Been through this myself with a small garden studio setup. Summer's deceptive — you get brilliant sunshine and think you're sorted, then January hits and reality bites.
My array looks decent on paper (4kW nominal) but winter output drops to about 20% of summer figures. Panel angle matters loads in the UK — had mine too flat initially, which murdered winter generation. Steeper tilt helps but you lose some summer output. It's a compromise.
The real eye-opener was battery sizing. I reckoned 10kWh would handle everything, but that assumes decent daily generation. Winter means you're essentially living off stored energy and whatever trickle charge the panels manage. On grey weeks, you're running the backup generator whether you like it or not.
What works for my setup:
- Oversize the array relative to summer needs (counterintuitive but necessary)

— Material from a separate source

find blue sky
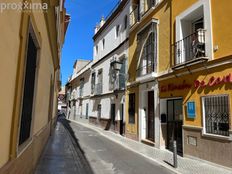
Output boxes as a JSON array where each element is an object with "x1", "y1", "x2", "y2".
[{"x1": 61, "y1": 0, "x2": 118, "y2": 85}]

- Size battery for 3-5 days autonomy minimum
- Accept that winter = minimal margin for error
- Backup power is essential, not optional
Running Victron kit with a small Fogstar system here, and I've learned to be realistic about usage in winter. Heavy loads during daylight only, minimise heating, that sort of thing.
Depends on what "office" actually means though — are we talking occasional desk work or running workshop equipment? That changes everything. And your location matters (Scottish winters are brutal compared to South Coast).
What's your current thinking? Panel size, battery capacity, usage profile? That'll help folks give decent advice.